Over oorlog, maar niet alleen in Afrika
Ach, wat klets ik, wat weet ik, die van 1939 ben, van de oorlog behalve de schuilkelder en een schreeuw in een schuur. Die schreeuw, je opende een verboden deur, staat je wérkelijk bij. Voor de rest lijkt het soms dat je bepaalde dingen uit de Wereldoorlog nog weet, maar nee, bij nader inzien zijn het vooral overgedragen verhalen. Later, want 14, lees je met spanning het avontuur van de Korea-oorlog in de kranten. Je was zelfs nog jaloers. Die soldaten beleefden tenminste wat. Jaloers op de groentebezorger van 20 die beweerde er gevochten te hebben, maar hij viel spoedig door de mand. ’t Had gekund. De beste soldaten zijn jonge soldaten. Niet voor niets werden de soldaten in het Paraguay van Stroessner dikwijls op 16-jarige leeftijd geronseld. Dat zijn de beste soldaten, werd er gezegd. Help! We verdwalen. Waar ligt Nigeria?
t’ Is niet verwonderlijk, besef ik nu, dat de soldaat in Lissabon uit het boek Fado Alexandrino steeds overvallen wordt door beelden uit de oorlog in Mozambique alhoewel ‘k niet weet of hier al van een echt oorlogstrauma sprake is. Ik bedoel, uit W.O. I kennen we de shell-shock, maar daarover hoor je weer nooit iets in W.O. II en men was daarna denk ik zo met wederopbouw bezig dat er weinig ruimte voor trauma’s was die nu pas weer een beetje op de agenda komen. Posttraumatische stressstoornis; ‘je noemt het maar.’ ’t Beestje moet een naam hebben. Zullen we toch maar even, alhoewel het Mozambique betreft, een zin uit FADO citeren? Even hiervoor was je, lezer, misschien teleurgesteld dat die verzwegen werd? Nu vooruit dan, hierbij! Dan kun je gelijk de vermenging der gebeurtenissen in de zinnen zien die ’t boek zo weerbarstig maken en hier bij de aankomst van een soldaat in Lissabon oorlog en vrede door elkaar gooien.

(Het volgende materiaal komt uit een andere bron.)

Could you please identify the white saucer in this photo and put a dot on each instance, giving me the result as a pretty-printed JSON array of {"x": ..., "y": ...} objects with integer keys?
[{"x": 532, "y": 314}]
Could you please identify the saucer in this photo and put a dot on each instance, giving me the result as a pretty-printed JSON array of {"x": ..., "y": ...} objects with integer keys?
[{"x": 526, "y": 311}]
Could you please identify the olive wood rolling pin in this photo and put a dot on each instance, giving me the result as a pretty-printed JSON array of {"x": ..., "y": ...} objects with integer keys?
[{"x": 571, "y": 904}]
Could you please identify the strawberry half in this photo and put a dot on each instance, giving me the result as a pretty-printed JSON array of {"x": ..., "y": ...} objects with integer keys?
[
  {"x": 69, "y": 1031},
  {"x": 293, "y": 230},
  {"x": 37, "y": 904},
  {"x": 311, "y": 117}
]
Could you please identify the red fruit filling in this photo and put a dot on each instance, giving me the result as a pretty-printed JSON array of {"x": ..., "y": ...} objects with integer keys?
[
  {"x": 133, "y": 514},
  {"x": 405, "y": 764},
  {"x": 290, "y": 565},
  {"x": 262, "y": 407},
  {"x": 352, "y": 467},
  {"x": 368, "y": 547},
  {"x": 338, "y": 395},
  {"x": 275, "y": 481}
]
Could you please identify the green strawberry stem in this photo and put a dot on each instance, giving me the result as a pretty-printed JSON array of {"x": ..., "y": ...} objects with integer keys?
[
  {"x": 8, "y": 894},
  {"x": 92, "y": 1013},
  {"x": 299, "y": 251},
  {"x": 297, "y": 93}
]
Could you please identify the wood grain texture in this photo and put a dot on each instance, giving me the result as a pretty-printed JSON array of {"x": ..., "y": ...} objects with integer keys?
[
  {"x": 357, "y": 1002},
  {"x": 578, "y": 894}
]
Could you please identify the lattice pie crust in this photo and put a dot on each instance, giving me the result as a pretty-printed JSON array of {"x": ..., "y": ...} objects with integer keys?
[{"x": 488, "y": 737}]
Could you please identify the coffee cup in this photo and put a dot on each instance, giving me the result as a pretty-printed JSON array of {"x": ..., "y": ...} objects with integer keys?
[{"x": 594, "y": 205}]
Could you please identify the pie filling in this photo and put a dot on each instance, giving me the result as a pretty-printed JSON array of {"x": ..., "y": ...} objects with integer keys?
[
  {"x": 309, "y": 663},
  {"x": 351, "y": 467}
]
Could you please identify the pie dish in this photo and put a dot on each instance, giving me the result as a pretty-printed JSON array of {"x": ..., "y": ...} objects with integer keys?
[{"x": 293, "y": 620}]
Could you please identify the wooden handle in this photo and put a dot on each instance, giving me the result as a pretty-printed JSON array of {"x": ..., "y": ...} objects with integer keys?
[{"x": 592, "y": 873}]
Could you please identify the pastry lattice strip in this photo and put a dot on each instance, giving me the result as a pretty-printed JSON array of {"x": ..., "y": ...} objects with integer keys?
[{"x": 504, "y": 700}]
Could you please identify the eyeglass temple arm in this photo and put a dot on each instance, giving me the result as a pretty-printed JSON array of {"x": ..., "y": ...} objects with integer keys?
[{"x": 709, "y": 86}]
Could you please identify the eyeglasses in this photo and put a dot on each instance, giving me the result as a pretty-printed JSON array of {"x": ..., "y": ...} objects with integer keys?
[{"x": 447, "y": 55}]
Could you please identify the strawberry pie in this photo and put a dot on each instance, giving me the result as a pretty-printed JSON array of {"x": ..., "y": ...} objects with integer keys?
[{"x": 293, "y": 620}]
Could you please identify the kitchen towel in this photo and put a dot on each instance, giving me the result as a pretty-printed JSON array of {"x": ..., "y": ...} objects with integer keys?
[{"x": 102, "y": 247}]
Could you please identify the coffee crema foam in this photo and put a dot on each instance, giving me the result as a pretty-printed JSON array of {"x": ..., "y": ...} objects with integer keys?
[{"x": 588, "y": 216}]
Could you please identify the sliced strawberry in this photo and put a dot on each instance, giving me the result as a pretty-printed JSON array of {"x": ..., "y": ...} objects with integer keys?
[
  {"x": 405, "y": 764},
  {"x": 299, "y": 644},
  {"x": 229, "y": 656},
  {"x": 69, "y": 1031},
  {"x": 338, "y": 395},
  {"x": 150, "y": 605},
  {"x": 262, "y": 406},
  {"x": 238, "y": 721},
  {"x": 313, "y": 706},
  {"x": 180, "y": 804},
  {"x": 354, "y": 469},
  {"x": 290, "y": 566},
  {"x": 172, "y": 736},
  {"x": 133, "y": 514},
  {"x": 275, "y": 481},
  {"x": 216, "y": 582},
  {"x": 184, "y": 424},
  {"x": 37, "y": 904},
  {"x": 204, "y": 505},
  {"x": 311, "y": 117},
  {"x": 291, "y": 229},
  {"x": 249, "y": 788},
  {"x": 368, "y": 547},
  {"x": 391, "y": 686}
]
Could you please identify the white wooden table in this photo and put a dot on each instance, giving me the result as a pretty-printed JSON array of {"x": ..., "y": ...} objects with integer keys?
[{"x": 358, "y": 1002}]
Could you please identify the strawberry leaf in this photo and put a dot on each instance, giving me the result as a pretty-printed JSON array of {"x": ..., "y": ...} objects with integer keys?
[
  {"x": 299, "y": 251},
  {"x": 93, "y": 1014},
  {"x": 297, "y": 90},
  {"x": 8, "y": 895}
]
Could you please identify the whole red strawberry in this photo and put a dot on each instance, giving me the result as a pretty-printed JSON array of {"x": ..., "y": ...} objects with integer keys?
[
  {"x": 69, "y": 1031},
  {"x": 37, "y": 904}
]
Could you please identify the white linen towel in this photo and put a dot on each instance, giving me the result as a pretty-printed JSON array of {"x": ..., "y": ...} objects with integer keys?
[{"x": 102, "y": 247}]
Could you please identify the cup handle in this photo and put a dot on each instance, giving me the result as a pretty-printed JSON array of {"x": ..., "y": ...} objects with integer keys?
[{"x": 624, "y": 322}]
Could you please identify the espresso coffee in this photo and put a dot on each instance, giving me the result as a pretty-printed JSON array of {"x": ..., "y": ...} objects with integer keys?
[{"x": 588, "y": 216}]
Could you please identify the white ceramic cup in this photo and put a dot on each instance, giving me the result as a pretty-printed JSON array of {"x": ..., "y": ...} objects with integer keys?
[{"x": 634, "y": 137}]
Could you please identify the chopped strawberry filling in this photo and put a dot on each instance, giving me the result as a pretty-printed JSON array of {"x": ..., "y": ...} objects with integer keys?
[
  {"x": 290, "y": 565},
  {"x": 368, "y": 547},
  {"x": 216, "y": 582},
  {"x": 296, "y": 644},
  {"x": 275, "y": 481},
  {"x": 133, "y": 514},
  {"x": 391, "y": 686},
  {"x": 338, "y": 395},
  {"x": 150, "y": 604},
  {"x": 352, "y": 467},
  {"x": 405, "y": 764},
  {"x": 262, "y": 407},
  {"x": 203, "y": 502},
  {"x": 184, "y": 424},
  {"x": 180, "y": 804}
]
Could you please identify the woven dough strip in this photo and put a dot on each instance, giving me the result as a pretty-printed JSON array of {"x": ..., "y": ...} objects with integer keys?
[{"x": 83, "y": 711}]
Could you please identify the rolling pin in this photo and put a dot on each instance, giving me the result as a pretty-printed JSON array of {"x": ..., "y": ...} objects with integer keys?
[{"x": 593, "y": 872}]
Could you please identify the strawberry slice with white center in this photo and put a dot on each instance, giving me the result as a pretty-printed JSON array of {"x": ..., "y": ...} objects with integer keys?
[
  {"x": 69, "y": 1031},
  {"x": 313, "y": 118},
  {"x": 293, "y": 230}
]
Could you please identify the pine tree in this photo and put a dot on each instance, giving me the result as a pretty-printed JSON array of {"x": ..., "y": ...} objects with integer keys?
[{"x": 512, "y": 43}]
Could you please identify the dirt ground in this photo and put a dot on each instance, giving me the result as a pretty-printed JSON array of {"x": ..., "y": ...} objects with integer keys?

’t Een is in het ander aanwezig en dat zie je natuurlijk ook bij oorlogstrauma’s.
‘En hij dacht, ik ben in Lissabon en in Mozambique, ik zie tegelijkertijd de burgermanshuisjes op afbetaling en de bomen van het oerwoud, de jichtige tuintjes en de door mitrailleurs aan flarden geschoten strohutten, de inktvis met zijn vrolijke, hunkerende armen die naar ons staat te roepen en de enorme, gigantische stilte die altijd op een hinderlaag volgde, waarin het zachte gekreun neer tikte als protesterende regen: hij keek onder de Mercedes op het open gehakte pad en de vent die in de slaapzaal een halve meter van hem af lag, staarde hem aan met in zijn ogen al die afwezige verstrooidheid van opgebaard liggende doden, die zo lieflijk glimlachen met de vriendelijke onverschilligheid van gezichten op foto’s. ’ Waarbij we nog opmerken dat inktvis hier staat, blijkt uit zin 1, voor de menigte die de soldaten in Lissabon opwacht.
Ook merken we nog op dat kort na de zelfstandigheid van Nigeria daar de Biafraoorlog uitbrak. De Ibo’s wilden zich afscheiden maar verloren van het centraal gezag. Ik herinner me de hongerfoto’s in de krant nog.
En om nog even terug te komen op de Korea-oorlog herinner ik me dat een stel huisgenoten van mij, jaren later alweer, een hele nacht in het fusielokaal heeft zitten praten met een vent die in Korea had gevochten en zij daar de volgende dag nogal verschrikt over vertelden. Hij had interessante verhalen over allerlei gebeurtenissen en over de Chinese aanval op heuvel 325. Ik lees nu over Vergeten Bataljon, Hoengsong, enz. maar herinner me nog goed dat het iedere dag spannend in de krant stond. Okay, de Nederlanders waren er maar een klein onderdeel van. Die oud-soldaat werd steeds wilder en op een geven moment is-ie door het grote raam gesprongen. Dat kon ik zien want de grond was bezaaid met scherven en ’t hele lokaal was trouwens een puinhoop. ‘k Ben er zelf niet bij geweest en ook niet toen drie vrienden van mij door de penoze in Amsterdam zijn afgetuigd, want je kunt niet overal bij zijn en nu ik ouder ben zeg ik: ‘Gelukkig maar.’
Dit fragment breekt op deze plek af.